There are numerous examples of smart chefs who eschew the tantrum throwing business model, but Eric Rippert and Thomas Keller top the list (by the by, if you want to read a terrific piece of food porn describing a meal at French Laundry, check out Betty’s latest blog post.)

NBC, not only are you rotting our brains with this drivel, you are promoting an ineffective style of management.  This is one train wreck from which it is easy for me to turn away.


Gone Deep Quiet

10 March 2009

The first time I unplugged from the world was right before I entered high school.  Spending a week as alone as possible has been an infrequent ritual since – a periodic respite to recharge.  Whether an act of safety (like an auto-shut-off switch for your life,) deliberate vacation, or one day of avoiding someone (usually a woman) that simply crept into seven this has been a part of my life for which I am usually grateful.

Even though nothing is wrong, life is good, and my optimism is unabated, I have spent the last week or so away from the trappings of the electronic world. 

I’ll see you all in the morning, and thanks to all of the people who sent emails of concern.


Hypocrisy…Not That There’s Anything Wrong With It? Really?

2 March 2009

“One of the more insidious elements of isms (homophobia included despite the absence of the suffix) is that in the best among us it still exists in the disquiet of our cognitive dissonance.” 

That was the operative sentence in an email I sent to a blog friend (who happens to be gay) in reply to a message asking me to explain what I meant with my reference to my own “latent homophobia” in a recent post.

[Cliff Notes Version for those who don’t want to read the link: Latish one Saturday evening I decided to help a very drunken Marine safely navigate the Metro.  While literally holding him upright and moving him down platform to a seat and eventually the train, he refused to give me his address because he became convinced that I wanted said information for nefarious purposes of a homosexual nature.  I abandoned my attempts to help him after he unleashed a particularly vile expletive and epithet laden torrent.  As I ascended the escalator I was angry with myself for feeling angry about being accused of such a thing and with those motives.]

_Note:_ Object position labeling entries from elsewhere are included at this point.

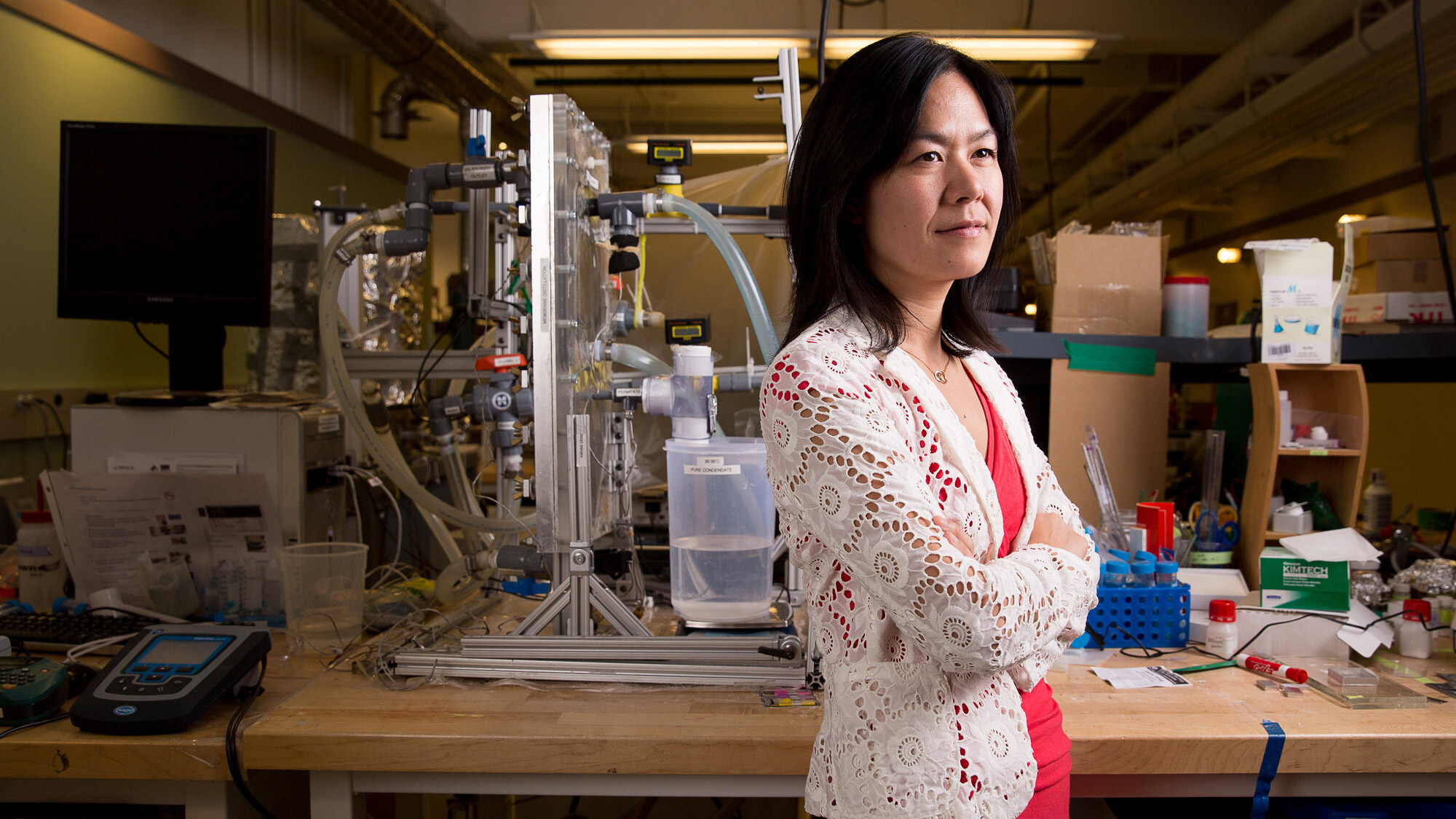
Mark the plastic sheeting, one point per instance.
(285, 356)
(392, 305)
(687, 277)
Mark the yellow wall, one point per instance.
(1412, 439)
(50, 78)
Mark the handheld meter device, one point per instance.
(170, 675)
(31, 688)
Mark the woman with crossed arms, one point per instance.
(944, 567)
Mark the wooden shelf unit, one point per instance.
(1332, 388)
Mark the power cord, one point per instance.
(161, 352)
(52, 719)
(1426, 149)
(231, 742)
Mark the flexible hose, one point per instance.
(389, 459)
(638, 359)
(739, 266)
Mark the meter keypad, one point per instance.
(17, 676)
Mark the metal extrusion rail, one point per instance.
(432, 663)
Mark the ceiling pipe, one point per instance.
(1288, 31)
(419, 39)
(394, 107)
(1361, 79)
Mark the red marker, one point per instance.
(1270, 668)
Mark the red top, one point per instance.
(1049, 743)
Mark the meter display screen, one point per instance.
(183, 650)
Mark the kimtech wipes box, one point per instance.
(1291, 582)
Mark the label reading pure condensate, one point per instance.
(710, 465)
(1286, 582)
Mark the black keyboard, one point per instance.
(62, 631)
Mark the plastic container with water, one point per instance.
(720, 515)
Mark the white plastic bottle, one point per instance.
(1416, 640)
(43, 570)
(1286, 420)
(1222, 637)
(1375, 503)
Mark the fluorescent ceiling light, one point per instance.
(666, 46)
(764, 44)
(717, 143)
(986, 46)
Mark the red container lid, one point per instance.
(1417, 609)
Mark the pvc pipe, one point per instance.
(737, 266)
(638, 359)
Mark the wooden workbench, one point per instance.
(467, 736)
(58, 762)
(550, 737)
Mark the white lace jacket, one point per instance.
(927, 652)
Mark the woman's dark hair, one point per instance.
(855, 130)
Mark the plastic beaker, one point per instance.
(720, 509)
(324, 592)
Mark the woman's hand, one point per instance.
(1053, 531)
(954, 537)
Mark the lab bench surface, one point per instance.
(58, 762)
(353, 736)
(1206, 739)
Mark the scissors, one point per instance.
(1212, 531)
(1227, 513)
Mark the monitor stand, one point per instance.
(194, 368)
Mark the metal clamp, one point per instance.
(579, 558)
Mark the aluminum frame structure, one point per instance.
(570, 164)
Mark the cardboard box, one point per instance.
(1100, 309)
(1288, 582)
(1104, 285)
(1297, 279)
(1419, 308)
(1415, 308)
(1131, 416)
(1365, 308)
(1393, 276)
(1400, 245)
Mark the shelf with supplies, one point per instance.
(1419, 353)
(1332, 394)
(1342, 452)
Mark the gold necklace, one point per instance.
(940, 375)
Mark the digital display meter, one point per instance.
(168, 676)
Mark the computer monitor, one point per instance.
(168, 225)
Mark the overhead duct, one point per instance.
(419, 39)
(1362, 79)
(394, 107)
(1288, 31)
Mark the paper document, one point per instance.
(1145, 676)
(1365, 640)
(1334, 545)
(225, 526)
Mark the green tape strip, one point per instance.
(1112, 359)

My declaration about anger was written lazily and failed to explain fully my sentiment.  The truth of the matter is not that I hated being accused of being gay.  I hated that I wanted to respond to the claim.  (Look at the language I just used: accused – is someone ever accused of being straight?  That rings to the core of the cognitive dissonance, the hypocrisy.)

I resent the question of sexuality as patently irrelevant and offensive in most cases, but when asked in front of other people I want to answer in the heterotive, despite my resentment.

It has never been a problem for me to tell people that I love the L Word, but, in retrospect, I have followed, usually and less than casually, with a mention of my affinity for something stereotypically masculine.

I know that there is no causal connection between that which is masculine or feminine and sexuality, but emotionally make the assumptions nonetheless.

I believe that marriage should be a right for all people without regard to sexual orientation; I want to attend the wedding ceremonies of my homosexual friends but don’t want people to question my sexuality because I am there.

I smile at same sex couples holding hands on the street, applaud them publicly displaying affection, and routinely hug my male friends by way of greeting, congratulations or otherwise; but I would be leery of displaying that affection in overtly public settings.

I bristle at gay jokes, have no problems alerting the teller to my offense taken, but sometimes find myself stifling laughter at some that are not intellectually funny.

I have oft said that a member of the oppressing class has no right to declare themselves free from the stigma of oppression (i.e. it is not possible for a man to declare himself free from sexism) and I sadly proved my own point about myself.